Graduate students Yuleam Song and Dan Salamango inoculate a bacteria culture in Johnson's lab. The inoculation takes a small portion of a virus and multiplies the sample, allowing researchers to custom-make viruses.
Graduate students Yuleam Song and Dan Salamango inoculate a bacteria culture in Johnson’s lab. The inoculation takes a small portion of a virus and multiplies the sample, allowing researchers to custom-make viruses.

By Madison Knapp | Bond Life Sciences Center summer intern

Modern science has found a way to turn viruses —tiny, dangerous weapons responsible for runny noses, crippling stomach pains and worldwide epidemics such as AIDS— into a tool.

Gene therapy centers on the idea that scientists can hijack viruses and use them as vehicles to deliver DNA to organs in the body that are missing important genes, but the understanding of virus behavior is far from exhaustive.

Marc Johnson, researcher at the Christopher S. Bond Life Sciences Center and associate professor of molecular microbiology and immunology in the MU School of Medicine, has been building an understanding of viral navigation mechanisms which allow a virus to recognize the kind of cell it can infect.

Johnson’s research specifically explores the intricacies of the viral navigation system and could improve future direction of gene therapy, he said.

 

Marc Johnson (left) with a post doctoral student that works in his lab. The lab does important research on the basic function and mechanisms of viral navigation and transport.
Marc Johnson (left) with Dan Salamango, a graduate student that works in his lab. The lab does important research on the basic function and mechanisms of viral navigation and transport.

Turning a virus into a tool

Conceptualized in the 1970s, gene therapy was developed to treat patients for a variety of diseases, including Parkinson’s, leukemia and hemophilia (a genetic condition that stops blood from clotting).

To treat disease using gene therapy, a customized virus is prepared. A virus can be thought of as a missile with a navigation system and two other basic subunits: A capsule that holds the ammunition and the ammunition itself.

The viral genetic material can be thought of as the missile’s ammunition. When a cell is infected, this genetic material is deployed and incorporated into the cell’s DNA. The host cell then becomes a factory producing parts of the virus. Those parts assemble inside the cell to make a new virus, which then leaves the cell to infect another.

The capsule is made of structural protein that contains the genetic material, and the navigation system is a protein that allows the virus to recognize the kind of cell it can infect.

 

Viral navigation

Gene therapy uses viruses to solve many problems by utilizing a virus’ ability to integrate itself into a host cell’s DNA; to do this successfully, researchers need to provide a compatible navigation component.

In the body, viruses speed around as if on a busy highway. Each virus has a navigation system telling it which cells to infect. But sometimes if a virus picks up the wrong type of navigation system, it doesn’t know where to go at all.

“What you can do is find a virus that infects the liver already, steal its navigation protein and use that to assemble the virus you want to deliver the gene the liver needs,” Johnson said. “You can basically take the guidance system off of one and stick it onto another to custom design your virus.”

But this doesn’t always work because of incompatibility among certain viruses, he said.

Johnson and his lab are working to understand what makes switching out navigation proteins possible and why some viruses’ navigation systems are incompatible with other viruses.

“I’m trying to understand what makes it compatible so that hopefully down the road we can intelligently make others compatible,” Johnson said.

 

The right map, the right destination

Johnson creates custom viruses by introducing the three viral components—structural protein, genetic material, and navigation protein—to a cell culture. The structural protein and genetic material match, but the navigation component is the wild card. It could either take to the other parts to produce an infectious virus, or it could be incompatible.

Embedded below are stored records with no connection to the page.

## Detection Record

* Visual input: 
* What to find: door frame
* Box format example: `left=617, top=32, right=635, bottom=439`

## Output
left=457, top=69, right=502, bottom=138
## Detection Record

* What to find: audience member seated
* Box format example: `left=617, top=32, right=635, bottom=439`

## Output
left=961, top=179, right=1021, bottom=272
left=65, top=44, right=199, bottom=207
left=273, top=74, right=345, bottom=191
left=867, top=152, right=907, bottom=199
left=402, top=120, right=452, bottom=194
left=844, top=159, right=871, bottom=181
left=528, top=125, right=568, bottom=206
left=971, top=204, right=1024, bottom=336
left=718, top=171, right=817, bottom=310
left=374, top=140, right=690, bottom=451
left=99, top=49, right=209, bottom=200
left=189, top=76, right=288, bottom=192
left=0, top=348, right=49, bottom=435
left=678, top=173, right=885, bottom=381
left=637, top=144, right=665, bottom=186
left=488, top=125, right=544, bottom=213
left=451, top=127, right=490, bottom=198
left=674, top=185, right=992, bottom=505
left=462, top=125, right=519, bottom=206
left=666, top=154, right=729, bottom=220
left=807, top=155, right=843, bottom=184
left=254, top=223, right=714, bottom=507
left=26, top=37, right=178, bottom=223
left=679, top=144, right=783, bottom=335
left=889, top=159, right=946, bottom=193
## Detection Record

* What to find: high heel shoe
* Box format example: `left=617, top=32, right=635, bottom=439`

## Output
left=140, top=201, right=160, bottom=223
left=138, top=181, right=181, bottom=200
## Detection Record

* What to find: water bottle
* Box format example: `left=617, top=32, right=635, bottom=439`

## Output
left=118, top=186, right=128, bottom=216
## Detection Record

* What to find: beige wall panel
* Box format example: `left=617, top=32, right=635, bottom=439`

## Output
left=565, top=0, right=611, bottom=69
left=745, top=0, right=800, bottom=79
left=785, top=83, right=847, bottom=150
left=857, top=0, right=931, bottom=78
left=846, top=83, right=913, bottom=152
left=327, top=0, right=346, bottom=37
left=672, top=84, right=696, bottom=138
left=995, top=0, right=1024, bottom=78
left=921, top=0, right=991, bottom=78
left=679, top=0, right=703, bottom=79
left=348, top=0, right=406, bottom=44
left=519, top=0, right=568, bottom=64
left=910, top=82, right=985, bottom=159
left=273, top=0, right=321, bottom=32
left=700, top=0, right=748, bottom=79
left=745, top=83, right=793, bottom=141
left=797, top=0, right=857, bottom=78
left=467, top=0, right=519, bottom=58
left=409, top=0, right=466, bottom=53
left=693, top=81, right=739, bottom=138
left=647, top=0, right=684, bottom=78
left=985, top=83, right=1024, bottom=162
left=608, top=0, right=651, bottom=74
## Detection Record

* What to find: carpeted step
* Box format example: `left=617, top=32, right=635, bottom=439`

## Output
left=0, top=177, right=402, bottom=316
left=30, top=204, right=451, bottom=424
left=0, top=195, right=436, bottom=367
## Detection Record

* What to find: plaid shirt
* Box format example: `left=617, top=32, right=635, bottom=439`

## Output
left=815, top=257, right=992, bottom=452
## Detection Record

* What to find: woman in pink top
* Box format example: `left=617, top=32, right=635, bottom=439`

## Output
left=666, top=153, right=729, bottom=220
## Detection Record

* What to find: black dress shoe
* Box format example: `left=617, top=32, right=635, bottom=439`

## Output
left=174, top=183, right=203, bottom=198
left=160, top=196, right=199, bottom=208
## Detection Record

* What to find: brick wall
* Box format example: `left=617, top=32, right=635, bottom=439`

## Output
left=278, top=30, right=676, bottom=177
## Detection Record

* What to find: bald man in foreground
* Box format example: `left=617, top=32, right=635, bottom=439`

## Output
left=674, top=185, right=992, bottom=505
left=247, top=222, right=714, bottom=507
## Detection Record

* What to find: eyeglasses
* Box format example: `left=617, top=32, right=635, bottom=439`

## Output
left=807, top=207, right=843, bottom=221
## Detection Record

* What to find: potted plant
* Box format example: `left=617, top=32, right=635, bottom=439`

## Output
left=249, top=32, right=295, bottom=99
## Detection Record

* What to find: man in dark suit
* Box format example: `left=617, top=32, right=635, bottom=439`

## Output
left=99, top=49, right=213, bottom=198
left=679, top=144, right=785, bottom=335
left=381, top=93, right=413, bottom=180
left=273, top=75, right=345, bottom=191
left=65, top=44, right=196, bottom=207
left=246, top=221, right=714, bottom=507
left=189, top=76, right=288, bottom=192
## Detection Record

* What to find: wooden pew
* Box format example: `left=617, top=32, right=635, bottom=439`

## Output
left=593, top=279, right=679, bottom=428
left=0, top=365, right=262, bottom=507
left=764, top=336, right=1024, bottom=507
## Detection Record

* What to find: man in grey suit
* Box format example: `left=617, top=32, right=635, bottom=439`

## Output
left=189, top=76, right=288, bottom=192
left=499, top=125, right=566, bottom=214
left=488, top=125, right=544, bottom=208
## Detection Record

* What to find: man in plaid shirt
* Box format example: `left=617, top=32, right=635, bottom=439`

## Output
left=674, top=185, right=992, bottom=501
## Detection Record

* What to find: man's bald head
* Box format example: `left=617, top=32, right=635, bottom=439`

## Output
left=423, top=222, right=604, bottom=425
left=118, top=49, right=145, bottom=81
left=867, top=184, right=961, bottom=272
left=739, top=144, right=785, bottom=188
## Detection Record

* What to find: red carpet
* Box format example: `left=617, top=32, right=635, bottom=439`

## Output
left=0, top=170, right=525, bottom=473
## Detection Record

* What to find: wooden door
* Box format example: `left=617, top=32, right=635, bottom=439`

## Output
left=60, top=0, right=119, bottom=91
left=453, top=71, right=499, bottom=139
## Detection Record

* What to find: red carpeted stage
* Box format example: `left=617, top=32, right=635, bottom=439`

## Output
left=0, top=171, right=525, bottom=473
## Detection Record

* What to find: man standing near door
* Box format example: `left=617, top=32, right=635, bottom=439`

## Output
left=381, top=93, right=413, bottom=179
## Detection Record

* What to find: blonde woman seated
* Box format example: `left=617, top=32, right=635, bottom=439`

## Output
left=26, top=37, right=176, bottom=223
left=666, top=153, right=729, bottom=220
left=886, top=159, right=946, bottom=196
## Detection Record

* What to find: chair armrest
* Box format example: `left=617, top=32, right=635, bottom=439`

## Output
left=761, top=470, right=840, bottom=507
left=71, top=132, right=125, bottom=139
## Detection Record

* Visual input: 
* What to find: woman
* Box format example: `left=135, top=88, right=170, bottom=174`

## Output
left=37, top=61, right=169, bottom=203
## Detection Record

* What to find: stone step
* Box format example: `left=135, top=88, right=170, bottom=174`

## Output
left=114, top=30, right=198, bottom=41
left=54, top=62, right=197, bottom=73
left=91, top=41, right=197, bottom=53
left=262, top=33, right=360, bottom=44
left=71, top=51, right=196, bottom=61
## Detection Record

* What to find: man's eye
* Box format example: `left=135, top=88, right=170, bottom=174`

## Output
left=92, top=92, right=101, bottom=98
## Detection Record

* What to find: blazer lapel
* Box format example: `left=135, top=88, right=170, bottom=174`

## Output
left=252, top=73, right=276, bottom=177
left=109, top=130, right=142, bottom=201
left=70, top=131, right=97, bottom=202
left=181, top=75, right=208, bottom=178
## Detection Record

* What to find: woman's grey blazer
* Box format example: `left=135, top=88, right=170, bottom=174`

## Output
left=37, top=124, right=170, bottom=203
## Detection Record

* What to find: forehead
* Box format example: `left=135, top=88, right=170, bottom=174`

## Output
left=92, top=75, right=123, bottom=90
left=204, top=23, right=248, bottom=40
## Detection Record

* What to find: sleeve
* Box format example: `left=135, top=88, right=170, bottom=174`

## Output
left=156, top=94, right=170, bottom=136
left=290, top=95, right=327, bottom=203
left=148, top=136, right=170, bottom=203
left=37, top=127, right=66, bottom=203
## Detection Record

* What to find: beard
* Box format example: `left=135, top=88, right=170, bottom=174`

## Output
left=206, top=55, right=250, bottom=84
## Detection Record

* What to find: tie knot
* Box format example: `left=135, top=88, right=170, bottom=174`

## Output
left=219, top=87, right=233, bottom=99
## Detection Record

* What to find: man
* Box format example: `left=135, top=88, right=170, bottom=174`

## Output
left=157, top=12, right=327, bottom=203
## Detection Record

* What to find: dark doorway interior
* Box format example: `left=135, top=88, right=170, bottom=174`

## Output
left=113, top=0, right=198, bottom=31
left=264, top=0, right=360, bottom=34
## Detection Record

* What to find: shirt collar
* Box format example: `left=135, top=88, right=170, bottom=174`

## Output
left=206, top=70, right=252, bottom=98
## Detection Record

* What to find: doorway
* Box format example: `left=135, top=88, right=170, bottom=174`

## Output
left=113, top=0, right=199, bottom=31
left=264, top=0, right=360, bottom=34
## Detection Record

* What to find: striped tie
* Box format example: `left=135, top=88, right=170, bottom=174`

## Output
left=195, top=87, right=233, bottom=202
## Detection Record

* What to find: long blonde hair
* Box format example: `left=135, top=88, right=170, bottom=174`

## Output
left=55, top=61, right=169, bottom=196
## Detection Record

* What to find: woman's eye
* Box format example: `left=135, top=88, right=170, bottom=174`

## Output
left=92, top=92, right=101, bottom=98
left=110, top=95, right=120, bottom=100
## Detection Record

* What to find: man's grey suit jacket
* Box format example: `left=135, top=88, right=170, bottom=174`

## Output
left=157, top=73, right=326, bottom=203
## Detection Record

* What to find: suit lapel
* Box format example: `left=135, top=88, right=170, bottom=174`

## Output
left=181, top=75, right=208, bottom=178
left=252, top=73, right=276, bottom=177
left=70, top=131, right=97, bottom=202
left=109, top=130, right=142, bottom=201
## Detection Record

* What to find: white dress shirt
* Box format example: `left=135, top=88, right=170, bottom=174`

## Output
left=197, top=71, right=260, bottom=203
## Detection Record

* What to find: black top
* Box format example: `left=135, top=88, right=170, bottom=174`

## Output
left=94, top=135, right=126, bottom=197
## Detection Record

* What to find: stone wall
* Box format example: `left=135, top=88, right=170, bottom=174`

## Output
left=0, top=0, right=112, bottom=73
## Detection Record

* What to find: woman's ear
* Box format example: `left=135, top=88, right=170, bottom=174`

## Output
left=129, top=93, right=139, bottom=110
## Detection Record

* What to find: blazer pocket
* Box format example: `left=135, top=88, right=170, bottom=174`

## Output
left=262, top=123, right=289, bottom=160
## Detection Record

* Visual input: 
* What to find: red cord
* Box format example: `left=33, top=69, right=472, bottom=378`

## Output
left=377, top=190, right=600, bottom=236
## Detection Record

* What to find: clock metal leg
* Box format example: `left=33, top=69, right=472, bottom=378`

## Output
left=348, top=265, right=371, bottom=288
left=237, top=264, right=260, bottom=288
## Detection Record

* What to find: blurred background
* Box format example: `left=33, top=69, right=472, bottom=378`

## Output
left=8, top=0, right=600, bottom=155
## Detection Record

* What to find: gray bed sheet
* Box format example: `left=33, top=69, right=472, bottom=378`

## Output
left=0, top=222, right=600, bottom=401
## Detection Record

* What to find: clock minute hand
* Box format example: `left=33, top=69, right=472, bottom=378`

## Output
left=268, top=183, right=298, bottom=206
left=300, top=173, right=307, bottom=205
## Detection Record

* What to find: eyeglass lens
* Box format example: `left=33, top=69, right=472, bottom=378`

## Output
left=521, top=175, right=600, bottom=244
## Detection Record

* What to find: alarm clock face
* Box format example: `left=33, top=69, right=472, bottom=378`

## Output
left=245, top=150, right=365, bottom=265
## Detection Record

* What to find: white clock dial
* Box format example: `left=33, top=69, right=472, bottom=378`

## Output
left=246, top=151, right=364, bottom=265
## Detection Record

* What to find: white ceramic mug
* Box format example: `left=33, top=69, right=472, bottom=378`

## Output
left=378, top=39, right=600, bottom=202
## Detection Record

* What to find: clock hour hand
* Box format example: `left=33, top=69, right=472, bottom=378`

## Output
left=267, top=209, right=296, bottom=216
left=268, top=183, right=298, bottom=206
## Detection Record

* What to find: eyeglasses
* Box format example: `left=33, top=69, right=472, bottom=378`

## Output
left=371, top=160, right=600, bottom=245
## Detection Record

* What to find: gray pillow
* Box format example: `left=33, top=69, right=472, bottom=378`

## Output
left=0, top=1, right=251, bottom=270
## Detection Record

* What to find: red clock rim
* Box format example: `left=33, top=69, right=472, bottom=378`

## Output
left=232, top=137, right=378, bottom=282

Johnson uses a special fluorescent microscope to identify which viruses assembled correctly and which didn’t.

A successful pairing is like making a match. If a navigation protein is programmed to target liver cells, it’s considered a successful pairing when the virus arrives at the liver cell target location.

The scope of gene therapy continues to widen. Improved mechanisms for gene therapy, and greater knowledge of how a navigation protein drives a virus could help more people benefit from the vehicles viruses can become.

Johnson uses several high-profile model retroviruses, including human immunodeficiency virus (HIV), which affects an estimated 35 million people worldwide each year, according to the World Health Organization.

Understanding nuances of HIV in comparison to other viruses allows Johnson to pick out which behaviors might be common to all retroviruses and others behaviors that might be specific to each virus.

Johnson said his more general approach makes it easier to understand more complex viral features.

“If there are multiple mechanisms at work, it gets a little trickier,” Johnson said. “My angle is more generic, which makes it easier to tease them apart.”